物価高などによって、家計を見直すタイミングが増える人も多いでしょう。結婚や出産、子どもの進学などライフステージの変化が重なると、日々のやりくりへの影響はより大きくなります。
All About編集部は全国20~60代の200人を対象に「本気で家計を見直した瞬間」に関するアンケートを実施しました。今回はその中から、子どもの進学にともなう教育費の増加と自身の減収が重なったことで家計を見直した、兵庫県に住む50歳女性のエピソードを紹介します。
回答者プロフィール
・年齢:50歳
・家族構成:既婚(子あり)
・世帯人数:4人
・雇用形態:パート
・職業:販売・接客
・世帯年収:400万~500万円
・貯蓄額:約200万円
「このままでは将来が不安だ」
女性が人生で最もお金の不安を感じたのは「40代前半」のころ。子どもの成長に伴う出費の増加と、自身の働き方の変化が重なった時期でした。
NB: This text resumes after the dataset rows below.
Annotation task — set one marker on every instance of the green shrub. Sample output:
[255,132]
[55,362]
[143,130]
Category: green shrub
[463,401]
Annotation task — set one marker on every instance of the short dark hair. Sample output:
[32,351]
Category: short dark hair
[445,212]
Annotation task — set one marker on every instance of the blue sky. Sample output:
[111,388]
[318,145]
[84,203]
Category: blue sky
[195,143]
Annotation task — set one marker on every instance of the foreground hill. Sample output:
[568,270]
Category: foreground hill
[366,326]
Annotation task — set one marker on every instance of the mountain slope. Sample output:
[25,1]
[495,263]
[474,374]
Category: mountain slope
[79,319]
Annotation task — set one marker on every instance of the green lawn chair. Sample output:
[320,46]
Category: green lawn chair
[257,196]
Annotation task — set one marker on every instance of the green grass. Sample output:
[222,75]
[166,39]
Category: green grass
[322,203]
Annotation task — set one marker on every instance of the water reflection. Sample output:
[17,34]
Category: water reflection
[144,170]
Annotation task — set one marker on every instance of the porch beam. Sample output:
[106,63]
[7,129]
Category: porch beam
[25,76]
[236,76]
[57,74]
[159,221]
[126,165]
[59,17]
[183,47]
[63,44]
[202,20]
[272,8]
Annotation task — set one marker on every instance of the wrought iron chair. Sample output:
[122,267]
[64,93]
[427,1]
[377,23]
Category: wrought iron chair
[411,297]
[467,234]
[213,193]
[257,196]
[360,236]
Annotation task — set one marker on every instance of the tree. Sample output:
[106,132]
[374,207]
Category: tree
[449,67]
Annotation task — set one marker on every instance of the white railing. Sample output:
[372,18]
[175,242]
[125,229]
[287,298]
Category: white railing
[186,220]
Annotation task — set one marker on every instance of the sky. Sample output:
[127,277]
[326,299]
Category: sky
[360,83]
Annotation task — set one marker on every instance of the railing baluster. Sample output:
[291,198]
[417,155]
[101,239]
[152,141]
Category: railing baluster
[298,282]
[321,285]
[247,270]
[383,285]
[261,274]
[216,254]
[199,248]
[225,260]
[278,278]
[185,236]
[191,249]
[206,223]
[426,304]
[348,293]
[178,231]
「子どもが小学校に入学したころ、教育費が増え始めた一方で、私のパート勤務の収入が減り、家計が厳しく感じました」
生活コストが上がるタイミングでの減収は、じわじわと口座の残高を圧迫していったと言います。
「入学準備や習い事の費用が重なり、月末には貯金を取り崩さないと生活できない状況でした。通帳の残高が減っていくのを見るたびに『このままでは将来が不安だ』と強い焦りを感じました」と、当時の切実な心境を振り返ります。
それまで目を背けていた家計の現実に直面し、強い危機感を覚え始めたそうです。
クレジットカードの請求額に追われ、固定費の整理へ
そんな女性が「本気で家計を見直そう」と決意した直接のきっかけは、1枚の明細でした。
「クレジットカードの請求額が予想以上に膨らみ、支払いに追われたことが直接のきっかけでした」
毎月の支払いに追われる生活に危機感を抱いた女性は、すぐに行動を起こします。まずは手を付けやすい固定費の整理から始めました。
「固定費を整理し、不要なサブスクを解約。家計簿アプリで支出を可視化しました」
スマートフォンで手軽に管理できるアプリを取り入れたことで、何気なく使っていた無駄遣いの洗い出しに成功。その結果、それまで毎月のように取り崩していた家計から一転、毎月2万~3万円を確実に貯蓄に回せるようになり、少しずつ安心感が戻ってきたそうです。
もしもあのとき、本気で家計の見直しを決意していなかったらどうなっていたか尋ねると、「貯金が減り続け、教育費や老後資金に備えられず、常に不安を抱えた生活になっていたと思います」と女性は話します。
教育費と老後資金を計画的に準備していきたい
危機感をきっかけに自身の行動を見直したことで、現在は家計をコントロールできているという女性。この経験を踏まえたうえで、これからの家計や暮らしの目標について教えてくれました。
「無理なく貯蓄を続け、教育費と老後資金を計画的に準備。生活の質を落とさず、堅実で安心できる暮らしを目指したいです」
<調査概要>
本気で家計を見直した瞬間に関するアンケート
調査方法:インターネットアンケート
調査実施期間:2026年5月27日~28日
調査対象:全国20~60代の200人(男性:50人、女性:147人、回答しない:2人、その他:1人)
※回答者のコメントは原文をベースに一部整えています。
※本記事で紹介している人物のプロフィールや数値などは、プライバシー保護のため編集部で一部改変している場合があります。